Current opinion upheld the belief that government budget-deficit financing would bring more hardship than already existed. The balanced budget was regarded as equally correct accounting practice for the government as it was for a private household. Most economists of the period accepted that public-works expenditure would reduce unemployment, even given the need to keep the budget in balance. Pigou showed the mechanism by which this could be brought about. However, the Treasury view was that public works would merely divert savings and labor from the private sector and, as the former was less productive, the net effect would be a worsening of the situation.

It was not until after Keynes had written his General Theory and crystallized his arguments into a coherent theoretical framework that his views were accepted.

Keynes did not deny the classical theory. He agreed that a reduction in wage rates could be beneficial, but it would operate only through the liquidity preference schedule. A fall in prices would increase the value of the stock of money in people's hands in real terms. This would make available an increase in the amount that people were willing to lend, with a consequent drop in the rate of interest to the benefit of investment.

However, if this is so, why not operate directly on the rate of interest or the quantity of money in the economy? Moreover, Keynes argued that there exists a level of interest rate below which further increases in money supply are simply added to idle balances rather than being used to finance investment. Wage cuts or not, the economy would stick at this point with chronic unemployment. In the classical system, the national product was determined by the level of employment and the latter by the level of »real wages. The quantity of money determined the level of prices.

Savings and investment were brought into balance by means of the rate of interest.

In Keynes's system, the equality of savings and investment was achieved by adjustments in the level of national income or output working through the multiplier. The rate of interest was determined by the quantity of money people desired to hold in relation to the money supply. The level of output at which savings equals investment does not necessarily correspond to full employment.

The innovation in the Keynesian system was that the rate of interest was determined by the quantity of money and not the level of output, as in the classical system.

In the Keynesian model, if you increased the propensity to invest or consume, you did not simply raise the rate of interest, you raised output and employment. Keynes's study of monetary aggregates of investment, savings, etc., led to the development of national accounts.
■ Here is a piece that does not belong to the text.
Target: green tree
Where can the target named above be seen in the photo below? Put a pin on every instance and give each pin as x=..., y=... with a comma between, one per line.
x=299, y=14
Keynes's general theory of employment is now criticized for its reliance on special cases (wage rigidity, the insensitivity of investment to the rate of interest, and the idea of a minimum rate of interest at which the demand for money became infinitely elastic), its preoccupation with equilibrium and the fact that, despite its presentation as a radical new departure, it nevertheless embodies many of the analytical limitations of the classical school of economics.

However, the transformation which Keynes brought about, in both theory and policy, was considerable. In effect, he laid the foundations for what is now macroeconomics; Keynesian economics; Keynesian unemployment; new Keynesian economics.